You don’t need to look further than the crushed beer cans and partying crowds on Chimes and Highland to see the difference between Northgate and downtown on a Saturday night. Downtown music plays it safe, and it seems to have worked. It’s about popular demand, said Gabe Vicknair, assistant executive director of the Downtown Development District.
“Most of our downtown bands focus on cover music because it focuses on a larger crowd,” he said. “Baton Rouge has always had the cover mentality.”
That mentality has contributed to downtown Baton Rouge’s growth as a cultural district and an actual destination for the city’s residents.
The density of bars and stages also make downtown a great location to go barhopping, between Happy’s Irish Pub, Boudreaux & Thibodeaux’s, Red Star or any other bar down the road, Vicknair said. But ask anyone what downtown was like in the ‘90s, and it may as well have not have existed.

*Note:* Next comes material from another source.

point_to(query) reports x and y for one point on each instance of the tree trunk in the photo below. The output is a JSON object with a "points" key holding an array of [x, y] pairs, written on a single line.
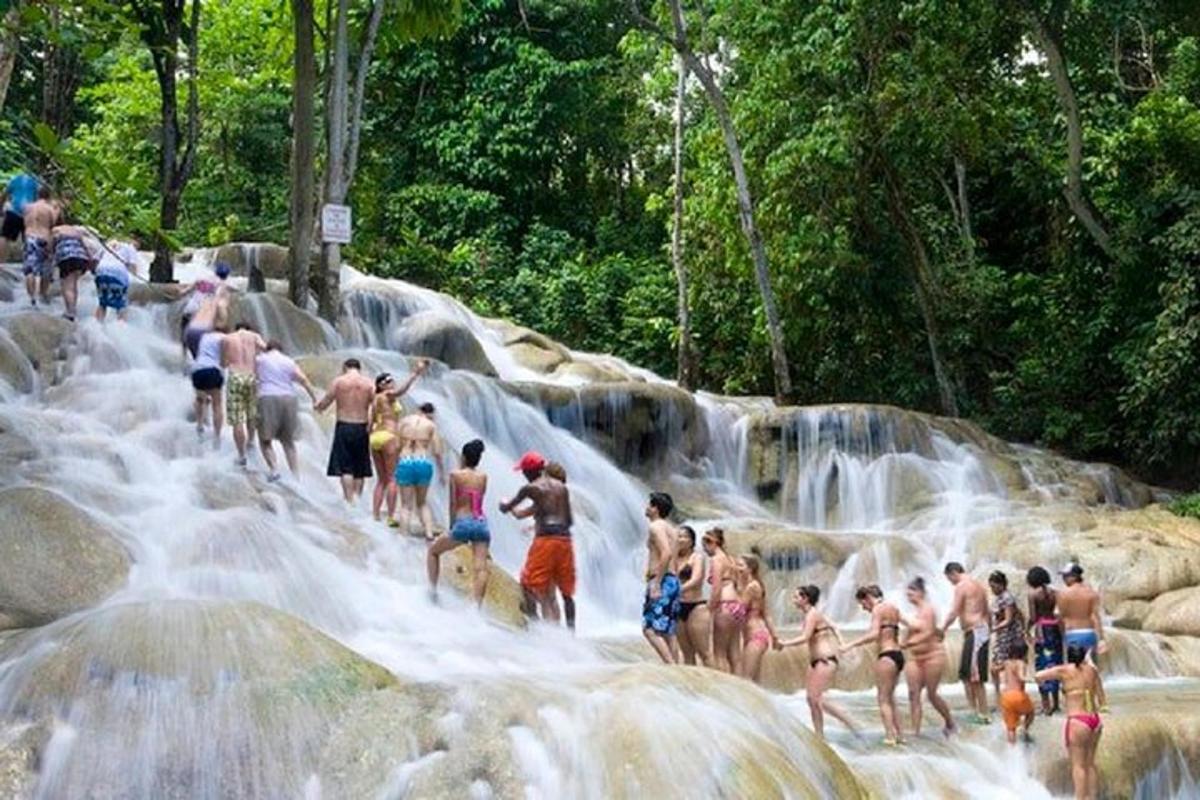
{"points": [[687, 368], [924, 286], [335, 169], [1075, 192], [745, 204], [360, 86], [60, 78], [168, 212], [304, 149], [10, 42]]}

Those were the days you could walk through The Varsity’s doors with no cover and see bands like 311, Blues Traveler or the Indigo Girls, said Scott Gaskin, the owner of Green Frog Entertainment, a talent booking agency in town.
Pop music has evolved drastically, but the general rule in town remains: the farther you stray from LSU’s neighborhood, the harder it is to support original music acts, Gaskin said. This is something Vicknair acknowledges as well. The Manship Theatre and the River Center downtown might be the exception, but they normally cater to touring acts and an audience with a little more money.
Booking an original local act is not guaranteed to bring in a big crowd, which is why venue managers throughout the city have become less likely to do so, Gaskin said. They know what works, and in Baton Rouge you can stick to the basics: alcohol and cover songs that people can sing to.
“It’s not a music scene. It’s an entertainment scene,” Gaskin said. “The city’s original artists struggle tremendously every week to get into a club to play their music.”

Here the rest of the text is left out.